From time to time I consider destroying my years of journals. I think about this from the standpoint of making it easier for whoever has to make decisions about my “stuff” after I have moved on. One of the things that I appreciated about my Mother was the fact that she had arranged for her final days in such a way that handling details following her death was remarkably easy. Through the years I have not only accumulated numerous notebooks containing my journals and miscellaneous writings, but also many other things that might well be taken care of while I still can. But that is another story.

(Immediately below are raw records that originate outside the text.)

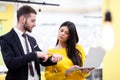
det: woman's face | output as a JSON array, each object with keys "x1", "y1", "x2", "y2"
[{"x1": 58, "y1": 26, "x2": 69, "y2": 42}]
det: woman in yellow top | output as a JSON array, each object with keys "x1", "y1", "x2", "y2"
[{"x1": 45, "y1": 21, "x2": 92, "y2": 80}]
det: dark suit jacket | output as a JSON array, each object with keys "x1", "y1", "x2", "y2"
[{"x1": 0, "y1": 29, "x2": 56, "y2": 80}]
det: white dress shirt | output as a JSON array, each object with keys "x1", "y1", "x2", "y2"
[{"x1": 14, "y1": 27, "x2": 40, "y2": 80}]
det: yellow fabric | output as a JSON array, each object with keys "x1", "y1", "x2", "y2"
[
  {"x1": 0, "y1": 74, "x2": 6, "y2": 80},
  {"x1": 45, "y1": 45, "x2": 90, "y2": 80}
]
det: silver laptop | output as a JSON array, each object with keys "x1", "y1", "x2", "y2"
[{"x1": 81, "y1": 47, "x2": 105, "y2": 68}]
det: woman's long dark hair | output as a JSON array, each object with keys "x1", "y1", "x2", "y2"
[{"x1": 56, "y1": 21, "x2": 82, "y2": 66}]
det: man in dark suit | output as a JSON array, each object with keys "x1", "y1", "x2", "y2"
[{"x1": 0, "y1": 5, "x2": 62, "y2": 80}]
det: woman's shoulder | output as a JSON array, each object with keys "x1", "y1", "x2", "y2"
[{"x1": 76, "y1": 44, "x2": 83, "y2": 49}]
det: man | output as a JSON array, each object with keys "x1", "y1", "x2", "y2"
[{"x1": 0, "y1": 5, "x2": 62, "y2": 80}]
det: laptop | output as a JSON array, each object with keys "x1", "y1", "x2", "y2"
[{"x1": 81, "y1": 47, "x2": 105, "y2": 68}]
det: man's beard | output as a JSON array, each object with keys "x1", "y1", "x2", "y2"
[{"x1": 24, "y1": 21, "x2": 31, "y2": 32}]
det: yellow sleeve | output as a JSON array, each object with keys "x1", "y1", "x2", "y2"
[
  {"x1": 45, "y1": 66, "x2": 66, "y2": 80},
  {"x1": 45, "y1": 49, "x2": 66, "y2": 80}
]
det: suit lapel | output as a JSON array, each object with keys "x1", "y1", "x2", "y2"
[{"x1": 11, "y1": 29, "x2": 24, "y2": 55}]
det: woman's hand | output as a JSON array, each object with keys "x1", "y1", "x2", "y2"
[
  {"x1": 65, "y1": 65, "x2": 80, "y2": 76},
  {"x1": 81, "y1": 68, "x2": 95, "y2": 73}
]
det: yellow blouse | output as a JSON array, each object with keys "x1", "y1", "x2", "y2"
[{"x1": 45, "y1": 45, "x2": 90, "y2": 80}]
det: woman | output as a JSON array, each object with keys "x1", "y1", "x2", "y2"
[{"x1": 45, "y1": 21, "x2": 92, "y2": 80}]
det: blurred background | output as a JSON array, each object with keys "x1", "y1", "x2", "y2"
[{"x1": 0, "y1": 0, "x2": 120, "y2": 80}]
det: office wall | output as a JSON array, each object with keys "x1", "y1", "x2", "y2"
[
  {"x1": 102, "y1": 0, "x2": 120, "y2": 80},
  {"x1": 0, "y1": 2, "x2": 15, "y2": 65}
]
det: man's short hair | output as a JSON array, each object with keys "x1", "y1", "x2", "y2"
[{"x1": 17, "y1": 5, "x2": 37, "y2": 21}]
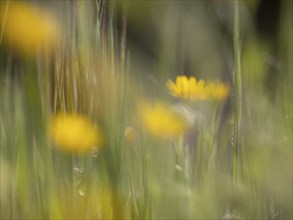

Years ago when I was taking psychology classes in college I had a Skinnerian behaviorist professor who engaged the class in a number of experiments that besides teaching us about that aspect of psychology, gave us an opportunity to learn research procedures. Of course, there was a lot of work involved in these projects. The professor occasionally would tell us about how once in a fit of anger he had destroyed all of the research he had done on a pet project. I think his purpose in telling us that was to encourage us to respect the work we did and not to follow his foolish example.

You can imagine the surprise in class the day he stormed in, obviously enraged over some apparent slight he had experienced from his peers, and told us that he had destroyed all of his recent project work!

Every time I consider destroying my journals I think back to that class. So, for the time being, I will delay any such action because I still find them to be a resource for gauging how I am doing in my growth process. I still journalize, though not as regularly as I once did. Again, I think this is in response to considering the “clean up” after I am gone. For what is worth, I encourage you to consider journalizing your experiences. I know you will look back upon the entries over time with a sense of amazement at how prescient they turned out to be.

2 comments:

Elaine said...

It really had been a long time since I latest wrote diary.I used to maintain that in my school day. You are a very good adviser to remind me to pick up my pen again. In my way, I would choose to post the journals or scattered thinking through blog, another kind of diary. Maybe it's somewhat chaotic, but I may have a clear look for the past experiences to coach myself.

Dan said...

Hi Elaine. I use my blog as a form of journal as well, but other journals are for more personalized considerations and thought processes that are still forming. Thanks for your comment!